Tras el estudio -que ha sido publicado en la revista Nature Communications-, descubrieron que se encontraban ante un ejemplar de enantiornita, una de las aves fósiles más pequeñas que se conocen. Además, este hallazgo permitió a los investigadores conocer más acerca de cómo crecían las aves primitivas, dónde entre otras cosas, descubrieron que había una gran diferencia en comparación con las aves actuales.

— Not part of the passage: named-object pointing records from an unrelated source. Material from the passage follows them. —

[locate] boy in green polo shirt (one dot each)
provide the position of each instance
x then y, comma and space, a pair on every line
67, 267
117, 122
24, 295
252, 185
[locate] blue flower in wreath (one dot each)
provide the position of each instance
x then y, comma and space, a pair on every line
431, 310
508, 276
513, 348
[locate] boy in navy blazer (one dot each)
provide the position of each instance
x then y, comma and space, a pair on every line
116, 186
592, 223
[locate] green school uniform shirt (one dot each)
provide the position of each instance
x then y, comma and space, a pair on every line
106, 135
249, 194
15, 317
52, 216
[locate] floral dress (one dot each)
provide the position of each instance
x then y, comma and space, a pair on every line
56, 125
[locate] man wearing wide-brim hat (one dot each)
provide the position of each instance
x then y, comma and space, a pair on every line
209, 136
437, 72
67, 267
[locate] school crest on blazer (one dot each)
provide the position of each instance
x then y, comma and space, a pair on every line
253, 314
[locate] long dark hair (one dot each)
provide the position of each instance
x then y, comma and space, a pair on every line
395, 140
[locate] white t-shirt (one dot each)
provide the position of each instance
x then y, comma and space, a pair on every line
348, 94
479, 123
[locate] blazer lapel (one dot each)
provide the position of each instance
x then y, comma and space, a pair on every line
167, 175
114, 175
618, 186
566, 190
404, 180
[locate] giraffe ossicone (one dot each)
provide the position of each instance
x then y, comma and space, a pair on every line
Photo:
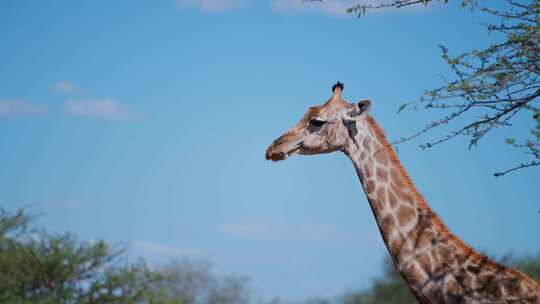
437, 266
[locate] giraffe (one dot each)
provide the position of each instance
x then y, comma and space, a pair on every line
437, 266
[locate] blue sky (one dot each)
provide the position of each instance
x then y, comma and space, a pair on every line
145, 123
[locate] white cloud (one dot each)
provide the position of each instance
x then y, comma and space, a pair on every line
329, 7
106, 109
273, 229
338, 7
19, 107
156, 251
66, 87
211, 5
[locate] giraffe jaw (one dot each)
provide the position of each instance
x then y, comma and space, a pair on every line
278, 154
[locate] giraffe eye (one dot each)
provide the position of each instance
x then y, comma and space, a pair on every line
317, 122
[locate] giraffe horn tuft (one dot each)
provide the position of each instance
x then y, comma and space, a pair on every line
337, 85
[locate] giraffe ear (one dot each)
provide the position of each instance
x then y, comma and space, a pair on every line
360, 109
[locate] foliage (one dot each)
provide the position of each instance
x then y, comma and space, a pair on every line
193, 282
491, 88
37, 267
386, 290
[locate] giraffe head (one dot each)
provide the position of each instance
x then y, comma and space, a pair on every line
323, 129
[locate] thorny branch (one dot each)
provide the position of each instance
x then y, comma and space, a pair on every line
490, 86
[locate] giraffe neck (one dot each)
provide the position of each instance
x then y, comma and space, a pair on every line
437, 266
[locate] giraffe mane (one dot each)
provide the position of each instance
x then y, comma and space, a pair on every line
443, 229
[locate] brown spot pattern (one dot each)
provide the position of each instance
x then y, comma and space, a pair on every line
382, 175
406, 215
381, 156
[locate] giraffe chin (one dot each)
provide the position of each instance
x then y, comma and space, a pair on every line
279, 155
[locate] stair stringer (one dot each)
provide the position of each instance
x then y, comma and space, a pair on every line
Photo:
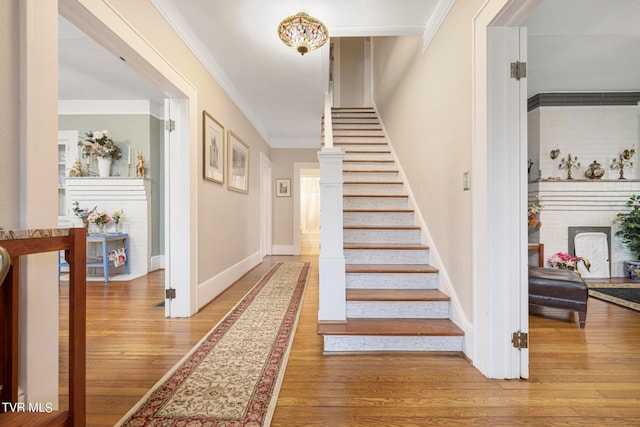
457, 315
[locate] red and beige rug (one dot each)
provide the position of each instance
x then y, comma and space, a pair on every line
233, 376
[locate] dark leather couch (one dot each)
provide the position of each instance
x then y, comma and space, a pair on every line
565, 289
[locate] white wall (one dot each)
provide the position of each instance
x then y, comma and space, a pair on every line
425, 103
591, 133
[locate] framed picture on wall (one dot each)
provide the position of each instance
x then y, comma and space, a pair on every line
283, 187
213, 145
238, 167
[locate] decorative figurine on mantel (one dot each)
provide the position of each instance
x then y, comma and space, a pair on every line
594, 171
140, 166
568, 164
76, 170
623, 161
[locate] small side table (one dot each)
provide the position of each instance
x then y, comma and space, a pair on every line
104, 240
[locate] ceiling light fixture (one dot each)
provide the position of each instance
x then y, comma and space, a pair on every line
303, 32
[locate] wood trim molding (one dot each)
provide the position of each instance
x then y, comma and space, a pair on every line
582, 99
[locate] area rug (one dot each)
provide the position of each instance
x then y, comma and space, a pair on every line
622, 294
232, 376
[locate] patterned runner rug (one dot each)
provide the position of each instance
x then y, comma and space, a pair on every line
622, 294
233, 376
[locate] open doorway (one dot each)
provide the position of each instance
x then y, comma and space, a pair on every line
309, 211
179, 149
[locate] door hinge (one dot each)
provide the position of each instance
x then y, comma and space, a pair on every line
520, 340
518, 70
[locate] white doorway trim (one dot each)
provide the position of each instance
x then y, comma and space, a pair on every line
494, 276
297, 172
102, 23
266, 206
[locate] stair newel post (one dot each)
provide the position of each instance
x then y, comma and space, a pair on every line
332, 301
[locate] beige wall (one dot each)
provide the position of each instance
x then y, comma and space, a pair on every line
282, 167
9, 115
425, 103
228, 222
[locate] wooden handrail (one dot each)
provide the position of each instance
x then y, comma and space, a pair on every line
26, 242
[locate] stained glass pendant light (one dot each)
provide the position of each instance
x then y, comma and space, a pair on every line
303, 32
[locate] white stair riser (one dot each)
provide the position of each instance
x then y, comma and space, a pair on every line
386, 256
337, 121
375, 203
355, 126
381, 236
356, 132
361, 139
378, 218
363, 147
341, 343
367, 156
370, 176
373, 188
398, 309
369, 166
392, 281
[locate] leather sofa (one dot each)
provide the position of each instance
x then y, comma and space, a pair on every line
556, 288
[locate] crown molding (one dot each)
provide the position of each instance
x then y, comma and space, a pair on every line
175, 19
110, 106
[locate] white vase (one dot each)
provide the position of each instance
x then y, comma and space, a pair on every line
104, 166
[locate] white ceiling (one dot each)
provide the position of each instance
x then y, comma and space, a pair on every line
573, 45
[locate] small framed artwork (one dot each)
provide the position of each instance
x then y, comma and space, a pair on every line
213, 146
283, 187
238, 167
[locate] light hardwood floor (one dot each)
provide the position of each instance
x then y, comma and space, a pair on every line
578, 376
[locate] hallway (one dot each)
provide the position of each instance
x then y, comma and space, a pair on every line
578, 377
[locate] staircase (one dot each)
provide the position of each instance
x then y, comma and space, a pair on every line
393, 302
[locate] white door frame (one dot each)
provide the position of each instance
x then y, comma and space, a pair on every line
102, 23
297, 173
499, 254
266, 206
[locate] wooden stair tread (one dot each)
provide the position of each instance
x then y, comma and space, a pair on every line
373, 182
397, 327
390, 268
378, 210
381, 227
370, 171
386, 246
403, 196
396, 295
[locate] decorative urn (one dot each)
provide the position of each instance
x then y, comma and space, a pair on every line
594, 171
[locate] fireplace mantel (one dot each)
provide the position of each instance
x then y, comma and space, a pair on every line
132, 195
586, 203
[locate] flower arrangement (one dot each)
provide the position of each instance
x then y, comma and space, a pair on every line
100, 145
117, 215
562, 260
83, 214
100, 218
532, 216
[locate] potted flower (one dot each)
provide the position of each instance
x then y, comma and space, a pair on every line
100, 219
98, 145
562, 261
629, 229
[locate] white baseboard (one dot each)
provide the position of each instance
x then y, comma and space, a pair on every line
157, 262
283, 250
211, 288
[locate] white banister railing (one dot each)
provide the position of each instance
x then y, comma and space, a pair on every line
328, 125
332, 281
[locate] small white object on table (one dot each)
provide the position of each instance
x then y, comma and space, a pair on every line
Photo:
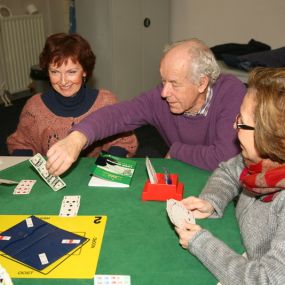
7, 161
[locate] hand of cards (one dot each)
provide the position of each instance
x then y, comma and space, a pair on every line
39, 163
178, 214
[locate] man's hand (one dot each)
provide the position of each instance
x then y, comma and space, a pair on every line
63, 153
200, 208
185, 235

Cierto es que el principal rasgo de interés es el espacio de tiempo que ha transcurrido desde la existencia de dicho ave, pero a ello se le suma que el esqueleto de estos animales crecía a una gran velocidad que superaba con creces a las aves con las que nos podemos encontrar a día de hoy. Además las crías de esta especie, que se solían encontrar sobre todo en ecosistemas cretácicos, se distinguían por tener una visible desproporción entre su cabeza y su cuerpo y contar con ojos más grandes.

Estos datos de gran relevancia para la realización del estudio fue extraída tras reconstruir la ultraestructura del hueso de dicho animal mediante micro-tomografía computarizada en Grenoble (Francia). También pudieron comprobar que las enantiornitas adultas contaban con ocho vértebras libres en la cola mientras que los otros miembros de dicha especie se fusionaban en una estructura llamada "pigostilo", similar al de las aves actuales. Así mismo, pudieron ver que la muestra analizada no conservaba el final de la cola, pero las diez vértebras con las que contaba indicaban que la formación del pigostilo de esta especie se habría producido después del nacimiento de los pollos y no durante su desarrollo en el huevo.